As people journey through life, by God’s grace, many of them are confronted with the gospel of Jesus and come to believe that he is the only way their sins can be forgiven. So through an act of faith, they believe on him. As a result of the new birth, God is their father, and they enjoy a close familial relationship with him (Rom.8:14-15).
Now, because they cannot see God, although he is here, some people experience doubt about their relationship with their new heavenly father. But, since God is a good father, he gives them the Holy Spirit. The Holy Spirit indwells the believer (Rom.8:9), and reassures him/her that they really are God’s child (Rom.8:16). Just like an eyewitness in a trial, who can confirm the guilt or innocence of the accused, the Spirit of God acts an internal witness to the reality of conversion. The Spirit’s witness is a settling influence on a doubtful heart. No Christian should live in perpetual doubt. The problem is, while I may have the inner witness of the Spirit confirming my relationship as a child of God, my experience does not always match with what I expect to be the experience of one who has the creator and sustainer of the world as his father. After all, how is it that I suffer so much when my God is my father?

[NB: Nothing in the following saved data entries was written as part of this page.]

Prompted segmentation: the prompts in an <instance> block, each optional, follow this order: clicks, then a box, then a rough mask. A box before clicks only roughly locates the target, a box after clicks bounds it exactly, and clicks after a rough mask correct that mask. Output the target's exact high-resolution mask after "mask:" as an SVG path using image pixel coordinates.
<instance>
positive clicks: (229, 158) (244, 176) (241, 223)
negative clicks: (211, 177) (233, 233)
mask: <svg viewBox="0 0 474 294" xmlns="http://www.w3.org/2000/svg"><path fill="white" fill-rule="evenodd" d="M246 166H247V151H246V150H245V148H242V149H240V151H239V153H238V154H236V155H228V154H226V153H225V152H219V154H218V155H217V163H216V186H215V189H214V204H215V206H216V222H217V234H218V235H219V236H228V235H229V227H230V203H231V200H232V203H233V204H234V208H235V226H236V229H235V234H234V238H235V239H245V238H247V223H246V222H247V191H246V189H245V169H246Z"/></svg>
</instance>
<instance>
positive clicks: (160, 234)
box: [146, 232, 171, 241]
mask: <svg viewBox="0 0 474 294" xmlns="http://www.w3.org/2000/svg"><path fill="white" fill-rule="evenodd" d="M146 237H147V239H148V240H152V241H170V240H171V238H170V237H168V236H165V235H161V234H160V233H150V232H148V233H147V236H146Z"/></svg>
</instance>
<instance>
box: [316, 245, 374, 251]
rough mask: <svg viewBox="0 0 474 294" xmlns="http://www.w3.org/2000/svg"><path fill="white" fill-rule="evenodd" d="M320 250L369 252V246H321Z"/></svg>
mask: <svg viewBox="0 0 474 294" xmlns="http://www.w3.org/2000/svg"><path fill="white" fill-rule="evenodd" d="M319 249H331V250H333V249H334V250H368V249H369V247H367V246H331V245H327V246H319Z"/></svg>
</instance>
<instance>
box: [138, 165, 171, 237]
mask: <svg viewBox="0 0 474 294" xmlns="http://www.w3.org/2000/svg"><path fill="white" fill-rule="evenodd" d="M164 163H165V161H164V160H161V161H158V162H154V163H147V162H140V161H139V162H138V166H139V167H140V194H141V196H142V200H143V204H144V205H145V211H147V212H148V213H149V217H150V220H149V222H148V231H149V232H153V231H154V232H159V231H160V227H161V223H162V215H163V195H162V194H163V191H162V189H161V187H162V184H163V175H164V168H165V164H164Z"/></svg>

Paul turns our attention to suffering in Rom.8:17. This sudden talk of suffering seems jarring. Many people think that since they have come to Jesus, their lives should be trouble free. You might be surprised to know that this was not an uncommon perspective in the first century church, either (1 Peter 4:12)! But remember, according to the scriptures, Jesus didn’t die to make you rich or give you a good life now, he died to redeem you from sin and promises that your best life is yet to come!
The fact that we suffer first and enjoy glory later is in fact, the testimony of Christ’s life. Yet, even in the experience of suffering there is hope. For instance, Paul says that when you compare the temporary suffering you experience in this life alongside the glory which awaits us in the life to come, you cannot believe the difference (Rom.8:18). It’s like seeing the water which runs out of your tap alongside the water which comes over Niagara Falls. On the hardest day, in the most difficult trial, reflect on this. The degree to which I am suffering is far outweighed by the degree to which I will experience blessing and joy in the coming age.
Alongside this perspective is 2 Cor. 4:17 where sufferings are less, not only in degree, but also in duration. Suffering here endures for a moment. Even if you’re present suffering lasts a life time, your life is only like a vapor (Jam.4:14). Suppose you have been afflicted with a serious, lifelong illness. Guess what? Compared to eternity with a whole, healthy body which is free from that illness, your sufferings here are brief. Compare the span of your difficult life with the span of a joyful eternity. There really is no comparison.
Paul adds more encouragement to this realization. He tells you that you have a companion in suffering. The entire creation is waiting for this coming age. The whole creation strains to see the day when the children of God will ascend into glory. Why? God cursed the earth in Gen.3, and so nothing in the created world can serve the purpose God intended it to have! Just like the children of God will one day be released from their bondage to corruption, so too will the earth. Meanwhile, there is a groaning that is part of creation. The earth moans under the burden of this curse. But, the curse does not mean God abandoned the earth, rather he cursed it the same way he cursed men. A curse with a promise of redemption (Gen.3:15). That’s why Paul says that the earth groans with pains of child birth – pain with a purpose – groaning with a goal –difficult, hard labor, but with a realization that what is coming will make the pain vanish.
How does knowing the earth is groaning for redemption actually help us? Well, Paul says we share in the experience of groaning. We groan within ourselves, recognizing that while we have received salvation, there is also a sense in which it is not yet complete. We are awaiting the salvation of our bodies! So we are helped through our suffering by the hope that we have in knowing that even the earth awaits its new birth!
And so Paul says we are saved by hope. You might say that the salvation I presently possess is the first installment of what is coming (Eph.1:14). After all, we know that we do not possess everything that is promised. If we already had it, we would not need to hope for it, but since we do not have it yet, we wait in hope!
Now, we might feel as though Paul is a little out of touch with reality. After all, think about what he has just said. All believers have an indwelling Spirit who, in some way assures us of our position with God. Often, the testimony of the Spirit is drowned out by the circumstances of our life which seem to tell us that God does not care about us. So Paul says that we should not lose sight of what lies ahead, we should not lose hope, because there is a place and a glory that awaits us as God’s children that is unlike anything we have ever imagined! Even the earth is looking forward to it! So, don’t lose hope.
In the midst of difficult and overwhelming trials, you still have the Spirit. The Spirit intercedes for you with groaning. He goes to the father on your behalf and he knows what is in you because he indwells you and so he groans for you.
Finally, we must be reminded that all the purposes of God toward us are good. This is not to say that everything will turn out good. The emphasis is on God’s good purposes in our suffering. In his time, in his way he will right the wrongs and end the suffering (Psalm 46; Rev.22:1-17) – it may not be until glory but it will happen. Does this give you hope? It should. Does it bring you assurance? It should. Is your hope firmly fixed on Jesus or is it in something else?